Ryan Lamberg, executive director of the California Biodiesel Initiative, addressed the biodiesel luminaries during a bus ride to California’s agriculture hub in the Central Valley. Lamberg lived in the Bay Area for 20 years, and was at the forefront of biodiesel usage in the state. Back then, Lamberg remembers Californians renewable fuel advocates were more likely to use waste grease from restaurants for fuel. In retrospect, Lamberg believes California’s biodiesel proponents had a misguided view of Midwest farmers. Education and cultivating relationships with farmers changed those perceptions.
“We targeted the wrong people, but now we’re all on the same team,” he said. “The issue is about petroleum reduction, and that’s something we can all agree on.”

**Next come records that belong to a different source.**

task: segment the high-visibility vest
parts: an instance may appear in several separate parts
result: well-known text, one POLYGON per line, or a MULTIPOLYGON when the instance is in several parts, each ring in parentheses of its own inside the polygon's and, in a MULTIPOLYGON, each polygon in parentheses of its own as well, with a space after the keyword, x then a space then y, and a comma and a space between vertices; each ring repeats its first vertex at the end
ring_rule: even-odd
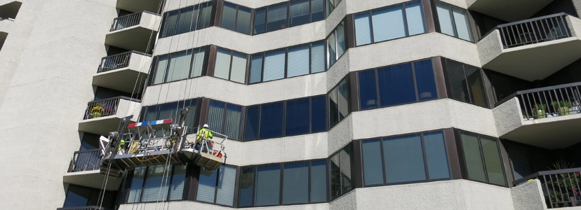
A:
POLYGON ((209 130, 202 128, 199 131, 198 131, 198 141, 201 140, 202 135, 203 135, 203 138, 206 139, 212 139, 214 137, 214 135, 212 134, 212 132, 210 132, 209 130))

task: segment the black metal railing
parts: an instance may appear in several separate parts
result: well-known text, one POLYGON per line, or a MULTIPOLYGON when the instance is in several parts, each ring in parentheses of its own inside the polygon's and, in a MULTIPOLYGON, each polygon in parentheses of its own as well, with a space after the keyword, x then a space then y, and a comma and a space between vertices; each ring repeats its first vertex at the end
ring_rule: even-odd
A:
POLYGON ((148 57, 152 56, 149 54, 143 53, 135 50, 131 50, 129 52, 104 57, 101 59, 101 63, 99 64, 99 67, 97 69, 97 73, 105 72, 107 71, 115 70, 128 66, 129 62, 131 60, 132 54, 139 54, 148 57))
POLYGON ((77 206, 77 207, 63 207, 57 208, 57 210, 112 210, 112 209, 99 207, 95 206, 77 206))
POLYGON ((574 83, 516 92, 495 104, 519 98, 523 118, 533 120, 581 113, 581 83, 574 83))
POLYGON ((116 97, 88 102, 87 110, 85 111, 84 120, 109 116, 117 113, 117 107, 119 100, 124 99, 135 102, 141 101, 127 97, 116 97))
POLYGON ((98 170, 100 165, 100 149, 76 151, 71 159, 69 172, 98 170))
POLYGON ((139 24, 139 22, 141 21, 142 13, 143 12, 115 18, 115 19, 113 19, 113 24, 111 25, 110 31, 116 31, 139 24))
POLYGON ((538 178, 547 206, 581 206, 581 168, 538 172, 512 182, 514 186, 538 178))
POLYGON ((505 49, 571 37, 564 13, 500 24, 496 29, 505 49))

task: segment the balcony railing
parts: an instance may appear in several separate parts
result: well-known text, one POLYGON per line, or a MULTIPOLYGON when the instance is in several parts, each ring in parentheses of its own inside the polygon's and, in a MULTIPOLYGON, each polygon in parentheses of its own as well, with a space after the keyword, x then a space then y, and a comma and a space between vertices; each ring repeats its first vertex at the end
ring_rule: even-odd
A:
POLYGON ((93 101, 87 105, 87 110, 85 111, 85 117, 84 119, 97 118, 116 114, 117 107, 119 105, 119 100, 121 99, 140 102, 140 100, 127 97, 116 97, 93 101))
POLYGON ((69 166, 69 172, 98 170, 101 165, 100 155, 100 149, 74 152, 69 166))
POLYGON ((105 207, 99 207, 99 206, 91 206, 57 208, 57 210, 112 210, 112 209, 109 209, 109 208, 105 208, 105 207))
POLYGON ((571 37, 566 13, 498 25, 505 49, 571 37))
POLYGON ((139 22, 141 21, 142 13, 142 12, 135 13, 115 18, 115 19, 113 19, 113 24, 111 25, 110 31, 123 29, 124 28, 139 24, 139 22))
POLYGON ((131 54, 140 54, 145 56, 151 56, 149 54, 143 53, 139 51, 132 50, 129 52, 116 54, 101 59, 101 64, 97 69, 97 73, 105 72, 125 68, 129 66, 129 61, 131 59, 131 54))
POLYGON ((580 88, 581 83, 575 83, 519 91, 495 106, 516 97, 526 120, 577 114, 581 113, 580 88))
POLYGON ((514 186, 538 178, 547 206, 581 206, 581 168, 538 172, 514 181, 514 186))

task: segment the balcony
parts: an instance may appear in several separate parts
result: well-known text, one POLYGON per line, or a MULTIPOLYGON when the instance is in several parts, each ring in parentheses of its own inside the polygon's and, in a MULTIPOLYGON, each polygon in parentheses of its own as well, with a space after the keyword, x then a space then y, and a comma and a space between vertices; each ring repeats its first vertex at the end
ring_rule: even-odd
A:
POLYGON ((113 210, 112 209, 95 206, 57 208, 57 210, 113 210))
POLYGON ((113 20, 111 30, 105 36, 105 44, 124 49, 152 51, 161 22, 159 14, 148 11, 129 14, 113 20))
POLYGON ((553 0, 466 0, 468 9, 505 21, 528 18, 553 0))
POLYGON ((581 58, 581 20, 559 13, 497 27, 478 43, 482 68, 529 81, 581 58))
MULTIPOLYGON (((101 189, 105 182, 106 176, 100 174, 100 164, 101 151, 100 149, 74 152, 69 165, 69 170, 63 176, 62 181, 101 189)), ((116 190, 121 183, 121 178, 109 177, 107 180, 106 188, 107 190, 116 190)))
POLYGON ((140 109, 141 101, 126 97, 91 102, 79 131, 108 136, 117 130, 122 118, 133 115, 131 120, 135 122, 140 109))
POLYGON ((581 142, 581 83, 519 91, 493 109, 501 139, 548 149, 581 142))
POLYGON ((161 0, 117 0, 116 8, 131 12, 149 11, 159 12, 159 8, 163 6, 161 0))
POLYGON ((152 55, 131 51, 101 59, 93 85, 126 92, 141 92, 152 64, 152 55))
POLYGON ((535 178, 540 181, 547 208, 581 206, 581 168, 538 172, 514 181, 513 185, 535 178))

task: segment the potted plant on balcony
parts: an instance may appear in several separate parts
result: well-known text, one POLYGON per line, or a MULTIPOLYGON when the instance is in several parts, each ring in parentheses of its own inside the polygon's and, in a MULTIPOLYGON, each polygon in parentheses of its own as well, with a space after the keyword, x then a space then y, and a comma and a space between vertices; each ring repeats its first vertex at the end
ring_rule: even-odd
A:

Lamberg says he hopes to bring California biodiesel influencers to the Midwest later this year to see firsthand how soybean-based biodiesel is produced in Minnesota.
“We need to do more to bring Californians to the Midwest,” he says. “It’s important to get people to the farm to see what it takes to make biodiesel.”
NBB Shelby Neal presented a federal legislative update, and championed Minnesota’s role as a leader in the biodiesel movement ahead of the highly anticipated May 1 implementation of B20.
“Minnesota has been the benchmark for biodiesel for a long time,” Neal says. “They saw the writing on the wall.”
Wednesday, the tour went to Ventura to visit the Channel Island State Park . Former faculty manager Kent Bullard worked with the National Park Service for 30 years; in 2000 he was instrumental in bringing biodiesel to 23 national parks, including a 56-foot research vessel on Channel Islands that ran on B100 (100 percent biodiesel).
“I’m a big believer in biodiesel and renewable fuels and I like to ‘walk the talk,'” Bullard says. “To grow our own fuel is a great thing.”
On the tour’s final day, the farmer leaders toured Red Rock Ranch family farm in Five Points, Calif., and later visited with local growers. The day was highlighted by a discussion panel at the Biodico Sustainable Biorefineriers.
“There’s a lot for us take back home with us,” says MSR&PC Director Jim Willers. “I think we all came away excited about the biodiesel market in California and how it relates to Minnesota. Basically, we need each other.”
Hill and Willers were joined by MSR&PC Director Ron Obermoller and Mike Youngerberg, Minnesota Soybean’s Senior Director of Product Development and recipient of NBB’s 2018 Impact Award.
“This really was a ‘Biodiesel Legends” tour,” Verry says. “Many of the people who helped spur the national biodiesel movement were here this week to see our hard work is paying off in California. We’ve come a long way, but there’s always going to be more work to be done in California. We can’t rest on our laurels.”